Outward

Obama Is Poised to Create America’s First LGBTQ National Monument

Secretary of the Interior Sally Jewell speaks to the media in front of the Stonewall Inn on May 30, 2014.

Spencer Platt/Getty Images

When President Barack Obama mentioned Stonewall in the same breath as Seneca Falls and Selma in his second Inaugural Address, LGBTQ people around the country thrilled to hear our nation’s leader recognizing the importance of our struggle for social and legal acceptance—a struggle that rioted its way out of a dive bar and into mainstream consciousness during the summer of 1969. Now, Obama is reportedly set to further honor that history by designating a small portion of Manhattan’s Greenwich Village as the first LGBTQ-themed national monument in American history.

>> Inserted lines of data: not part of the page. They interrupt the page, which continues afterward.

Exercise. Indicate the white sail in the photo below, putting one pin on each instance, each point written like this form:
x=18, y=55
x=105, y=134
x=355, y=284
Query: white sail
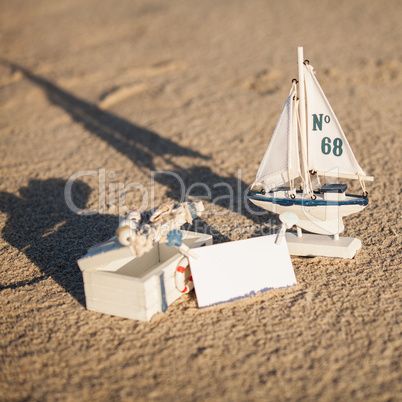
x=328, y=149
x=281, y=160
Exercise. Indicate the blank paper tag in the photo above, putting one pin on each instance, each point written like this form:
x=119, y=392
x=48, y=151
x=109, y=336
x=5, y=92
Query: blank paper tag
x=229, y=271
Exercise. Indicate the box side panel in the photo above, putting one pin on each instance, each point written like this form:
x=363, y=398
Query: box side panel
x=113, y=281
x=119, y=310
x=141, y=266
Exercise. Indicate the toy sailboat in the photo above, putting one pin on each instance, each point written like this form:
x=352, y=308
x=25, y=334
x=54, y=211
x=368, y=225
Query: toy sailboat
x=308, y=119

According to the Washington Post, the pronouncement of the proposed site—which will center on the Stonewall Inn (a still-operating gay bar) and the tiny Christopher Park just across the street—is, while not yet confirmed, tentatively projected for June, which is Pride month in the United States. A “listening session” led by Interior Secretary Sally Jewell, National Park Service Director Jonathan B. Jarvis, and Rep. Jerrold Nadler, D-New York, will gather feedback from community stakeholders on May 9, and in the meantime, city and state officials have been working to sort out any issues with the land title. Assuming all goes according to plan, the monument designation will be the first major success in a larger effort by the National Park Service to locate and interpret the history of different minority groups in America.

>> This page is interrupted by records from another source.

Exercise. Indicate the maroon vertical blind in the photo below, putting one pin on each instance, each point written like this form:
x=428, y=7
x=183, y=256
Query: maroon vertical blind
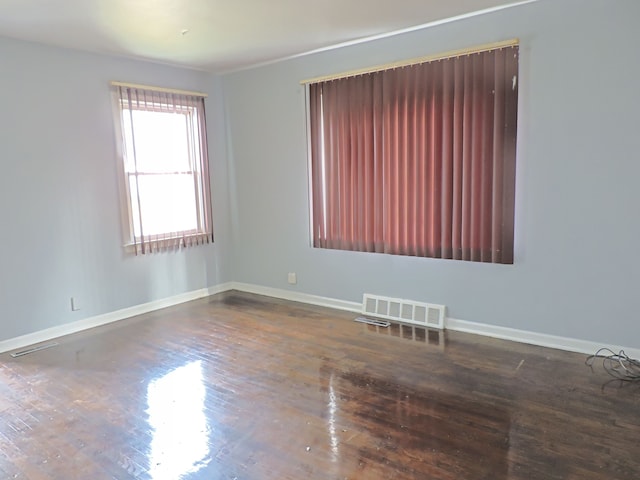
x=418, y=160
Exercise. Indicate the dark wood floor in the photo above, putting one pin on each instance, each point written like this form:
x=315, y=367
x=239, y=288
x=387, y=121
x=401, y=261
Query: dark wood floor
x=238, y=386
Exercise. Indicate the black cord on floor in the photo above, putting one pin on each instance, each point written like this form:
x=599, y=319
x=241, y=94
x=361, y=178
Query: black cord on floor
x=619, y=365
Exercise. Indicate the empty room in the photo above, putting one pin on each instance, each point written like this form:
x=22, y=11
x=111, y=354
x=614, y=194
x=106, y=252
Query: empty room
x=319, y=240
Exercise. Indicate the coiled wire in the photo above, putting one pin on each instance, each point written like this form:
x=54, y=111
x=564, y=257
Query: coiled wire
x=619, y=365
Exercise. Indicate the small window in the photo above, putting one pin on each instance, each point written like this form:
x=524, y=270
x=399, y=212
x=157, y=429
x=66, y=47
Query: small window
x=418, y=160
x=164, y=169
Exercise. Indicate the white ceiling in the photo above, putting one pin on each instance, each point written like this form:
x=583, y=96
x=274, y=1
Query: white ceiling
x=220, y=35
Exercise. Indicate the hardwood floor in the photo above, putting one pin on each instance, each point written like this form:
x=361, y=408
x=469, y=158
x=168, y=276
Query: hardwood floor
x=239, y=386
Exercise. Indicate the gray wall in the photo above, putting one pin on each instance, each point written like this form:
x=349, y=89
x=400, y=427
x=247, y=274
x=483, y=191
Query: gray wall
x=577, y=227
x=59, y=206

The Stonewall Inn is already a national historic landmark, a largely symbolic designation applied to thousands of historical sites around the country. The monument designation would have the effect of transferring ownership of Christopher Park from the city to the federal government and management responsibilities to the National Park Service. (The Stonewall Inn itself would remain in private hands.) Interpreters would also presumably be on site to educate visitors on the story of the riots and LGBTQ American history more broadly. Considering how many tourists come through New York City each year and visit the existing NPS sites, having the imprimatur of the all-American organization on LGBTQ people and our ongoing fight for equality is not only an act of preservation—it’s a quiet, but powerful, sort of activism.